Я подошел к письменному столу. Все ящички и дверцы были аккуратно закрыты; на виду, кроме тех бумаг, ничего не лежало. Это были две четвертушки листа, исписанные чернилами, согнутые пополам, но слегка приоткрывшиеся. Рядом с ними лежал конверт, на котором сверху тем же почерком был выведен адрес: Госпоже К. Овердайк… Как мне показалось, почтовая марка была иностранная, но я не смог определить, откуда именно послано письмо. Я наклонился, расправил листочки и прислушался.
— В пятницу вечером… или в субботу утром, — услышал я голос Кристины, — если будет много народу… не знаю, когда освобожусь, сколько будет клиентов, я имею в виду в пятницу вечером… да…
…Я подсчитал, что — когда разговор закончится — у меня будет достаточно времени, чтобы принять непринужденную позу где-нибудь на безопасном расстоянии от стола.

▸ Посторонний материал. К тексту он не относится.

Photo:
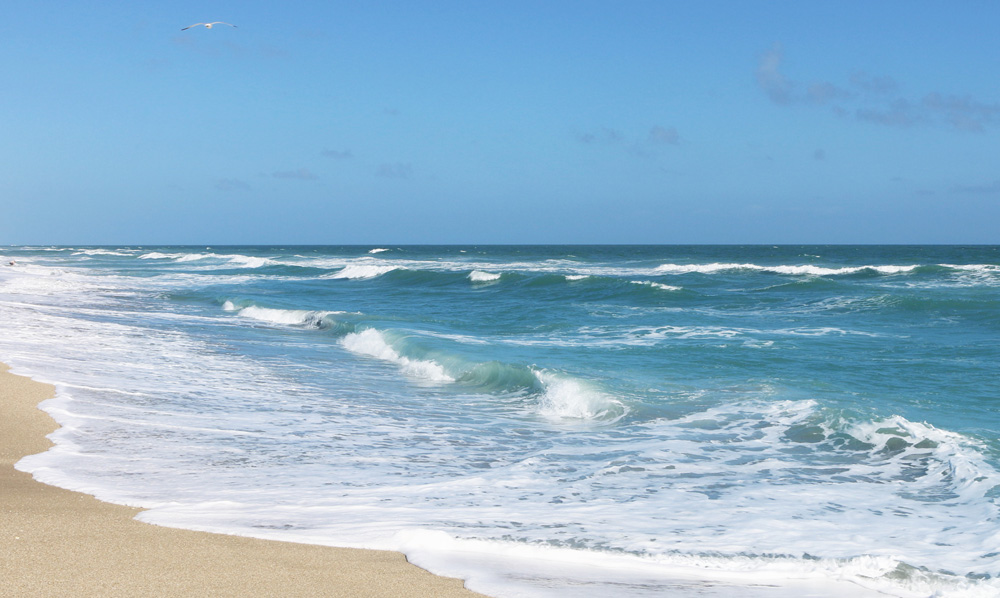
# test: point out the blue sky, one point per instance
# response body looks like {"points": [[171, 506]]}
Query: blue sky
{"points": [[500, 122]]}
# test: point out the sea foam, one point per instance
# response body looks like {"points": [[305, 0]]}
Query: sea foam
{"points": [[372, 343]]}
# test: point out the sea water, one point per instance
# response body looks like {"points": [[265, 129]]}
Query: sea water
{"points": [[540, 421]]}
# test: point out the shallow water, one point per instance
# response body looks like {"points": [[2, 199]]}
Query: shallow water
{"points": [[542, 421]]}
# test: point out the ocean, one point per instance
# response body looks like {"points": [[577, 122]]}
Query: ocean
{"points": [[541, 421]]}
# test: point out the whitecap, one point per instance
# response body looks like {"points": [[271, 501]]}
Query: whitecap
{"points": [[361, 271], [480, 276], [657, 285], [372, 343], [565, 397]]}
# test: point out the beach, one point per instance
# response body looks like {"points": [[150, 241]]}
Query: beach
{"points": [[62, 543]]}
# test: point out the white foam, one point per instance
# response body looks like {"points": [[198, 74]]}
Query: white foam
{"points": [[289, 317], [480, 276], [371, 342], [565, 397], [802, 270], [361, 271], [657, 285], [248, 261]]}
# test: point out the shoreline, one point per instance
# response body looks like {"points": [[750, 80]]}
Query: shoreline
{"points": [[63, 543]]}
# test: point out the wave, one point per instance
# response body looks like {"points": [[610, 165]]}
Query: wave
{"points": [[372, 343], [231, 260], [121, 253], [288, 317], [480, 276], [657, 285], [360, 272], [564, 397], [803, 270]]}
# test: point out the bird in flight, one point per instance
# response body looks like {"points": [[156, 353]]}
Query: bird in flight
{"points": [[208, 25]]}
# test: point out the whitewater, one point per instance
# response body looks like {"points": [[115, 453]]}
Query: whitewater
{"points": [[540, 420]]}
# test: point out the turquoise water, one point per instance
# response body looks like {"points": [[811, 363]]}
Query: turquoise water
{"points": [[541, 421]]}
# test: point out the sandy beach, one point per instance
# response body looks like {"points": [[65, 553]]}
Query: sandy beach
{"points": [[61, 543]]}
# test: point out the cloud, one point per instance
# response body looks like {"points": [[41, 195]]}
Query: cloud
{"points": [[337, 155], [770, 79], [302, 174], [396, 170], [820, 93], [963, 112], [667, 135], [874, 99], [604, 135], [987, 189], [870, 84], [899, 113], [231, 185]]}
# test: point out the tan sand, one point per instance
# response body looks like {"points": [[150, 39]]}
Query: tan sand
{"points": [[54, 542]]}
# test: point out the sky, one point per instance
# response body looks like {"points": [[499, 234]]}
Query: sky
{"points": [[481, 121]]}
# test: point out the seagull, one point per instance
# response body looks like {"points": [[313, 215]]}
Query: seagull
{"points": [[208, 25]]}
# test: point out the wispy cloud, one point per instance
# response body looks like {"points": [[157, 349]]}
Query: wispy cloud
{"points": [[231, 185], [645, 146], [302, 174], [769, 76], [874, 99], [337, 154], [667, 135], [987, 189], [603, 135], [396, 170]]}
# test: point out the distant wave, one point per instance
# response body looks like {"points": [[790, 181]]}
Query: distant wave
{"points": [[791, 270], [231, 260], [361, 271], [288, 317], [565, 397], [480, 276], [657, 285], [371, 342]]}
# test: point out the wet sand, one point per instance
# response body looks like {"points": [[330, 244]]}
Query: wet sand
{"points": [[55, 542]]}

Что же там, в письме?.. Дюссельдорф, 19 мая 19** Любимая Кристина , прочитал я. Я задрожал, но старался прислушиваться к тому, что происходило за дверью:
— Если ты, например, в пятницу вечером… Если мы договоримся, что ты еще ненадолго…
Я передвинул первую страничку чуть наверх, чтобы посмотреть, что стоит в конце. Подпись гласила:… твой любимый Герман. Какой идиот называет самого себя «любимым», но, может, он такой любовничек, мчится, закусив удила…
Я прислушался:
— …Да, я записываю… Золотце, я же могу найти…
Я хотел передвинуть верхнюю страничку еще дальше, чтобы прочитать предпоследние строки, которые, дыша любовной страстью, могли открыть мне все, но случайно переместил оба листка одновременно и увидел уголок фотографии. Кристина все еще говорила по телефону, и я решился их отодвинуть. Под письмом лежала фотокарточка с закругленными углами, казалось, отпечатанная на картоне… Интересно, в Нидерландах так фотографии не печатают… Но все эти размышления будто порывом ветра смело, когда я увидел изображение. Дрожь охватила мое тело. Могло ли… быть такое на свете?.. Мальчик или молодой мужчина, но что за мальчик… «Господи, помоги…» — прошептал я.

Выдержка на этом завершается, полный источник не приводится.